Monday, October 29. 2007
The reviews of the new features of Leopard are everywhere on the Net, so I am not going to regurgitate them here. Instead I am going to list, very briefly, what works and what don't during my third day of using Leopard. NOTE: I was the first customer to pre-book Leopard from machines.
What works:
- Abiword, NeoOffice, Thunderbird and Firefox all work well.
- Finder's coverflow is awesome, and certainly the most advanced file manager out there at the moment, but it uses up to 1Gb of virtual memory
- Safari 3 is fast - I've been using Camino in Tiger. Let's see how long I can be patient with Safari this time
- macports installed just fine - the first package I installed was zsh. At the moment though, compilation of PostgreSQL failed - I'm yet to look into it.
- iterm. Apple's improvement to Terminal.app is laughable - it support tabbing, of course, but I cannot make it to: go full screen and: remember the settings i've configured automatically - you have to go Apple-I, then configure the settings, then "Shell->Use Settings as Defaults". Counter intuitive.
What don't work:
- Onyx and Cocktail, of course
Annoyances:
- The Help windows for each application - when you open "Help", the Help window will hover on the desktop and over the app, Apple-Tab won't make it go away. I want to be able to have full view of my app window, and Apple-Tab to view the Help.
- Bluetooth mouse - some way or another, it seems like Leopard and my Wireless Mighty Mouse fail to pair/detect each other after a short period of separation. Extremely annoying - I have to pair the two everytime.

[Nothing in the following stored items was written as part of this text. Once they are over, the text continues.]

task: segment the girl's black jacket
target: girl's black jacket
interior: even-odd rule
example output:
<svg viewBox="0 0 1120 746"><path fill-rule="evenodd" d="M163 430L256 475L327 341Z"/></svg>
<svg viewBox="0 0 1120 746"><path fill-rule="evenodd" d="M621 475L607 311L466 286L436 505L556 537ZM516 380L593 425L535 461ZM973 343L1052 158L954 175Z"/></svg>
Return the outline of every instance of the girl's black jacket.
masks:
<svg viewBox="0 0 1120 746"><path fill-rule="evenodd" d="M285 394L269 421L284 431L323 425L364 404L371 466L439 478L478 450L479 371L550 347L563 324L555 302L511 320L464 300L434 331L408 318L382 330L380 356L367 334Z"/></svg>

- Opening app from the command-line fails for the first time for each downloaded application. Well, not that the app is not launched - it is launched, sits nicely in the dock, but unresponsive. So you have to force-quit it, then launch it from Finder.
What I haven't tried:
- Time machine. At the moment, I don't have an extra external hard disk (well, I have 3 actually, one for media, one for backup, one for packet captures). So I am still content with using rdiff-backup for daily incremental backup. Some words about Time Machine: the gooey eye candy will make people (esp. the non-technical ones) want to do backup. This is a good thing about Leopard - Apple is simply enticing people to make backup (a chore! a chore!) a practice by creating stunning eye candy application.